Another important thing to pay attention to at home is blue light. This is really not just a simple living fad. It actually can affect our health significantly. Blue light is a specific wavelength that is present in a number of light sources, from the sunlight to light emitting from electronic devices and artificial light (LEDs especially produce a lot of blue light).
Blue light boosts vitality and energy, so it’s important during the day but can actually be pretty harmful at night as it can suppress melatonin production and totally disrupt our sleep cycles. That’s why it’s essential to leave blue light out of the bedroom as much as we can, which means reduced exposure to the electronics, like tablets, phones, TV, computers, electronic clocks etc., at night and preferably dim lights. I haven’t tried it yet, but some people say red or pink light bulbs are the best choices for the bedroom because they do not affect our sleep like the light blue ones.
Play With Textures
I already wrote about how textures can improve the feeling of spaciousness, but I also think they can be important tools for boosting our well-being. Especially if we use different textures at home according to the season. The cooling sensation of silk or linen in the summer, the cozy, warm vibes of chunky knits, cashmere in the winter – switch up your textures in sync with the weather and the mood you’re going for.
Pay Attention To Colours
How we choose the colours for our home is largely a matter of personal taste and creativity.

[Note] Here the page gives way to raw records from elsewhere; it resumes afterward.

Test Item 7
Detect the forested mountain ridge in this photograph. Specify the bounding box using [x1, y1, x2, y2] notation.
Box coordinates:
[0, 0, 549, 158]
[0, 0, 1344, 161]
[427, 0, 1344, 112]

But it can also greatly influence our mood and wellbeing. The power of colours is well-documented and can be factored into the interior design.
There are some colour trends that are more or less generally accepted: neutrals and natural colours are said to be calming (no wonder most spas are a mixture of white and natural), red is stimulating, green is associated with calm and balance, yellow is energising, blue is cooling, black is dramatic. But I also think that various colours incite different emotional responses in all of us, so it’s wise to factor in personal preferences when choosing colours instead of just blindly following these colour therapy advice.
Even if you cannot repaint all your rooms at once, you can choose some signature items with the right colours for the different spaces, all in line with the designed function and the way you would like to feel in that space.
The Small, Finishing Touches
The things that transform a space into a home are the personal touches. And that’s true for improving the wellness aspects as well. Find what small things make you happy and calm when you look at them and then fill your home with them. For me, it’s some personal photographs, a white design bowl with fresh fruit on the kitchen counter, and fresh flowers on my coffee table.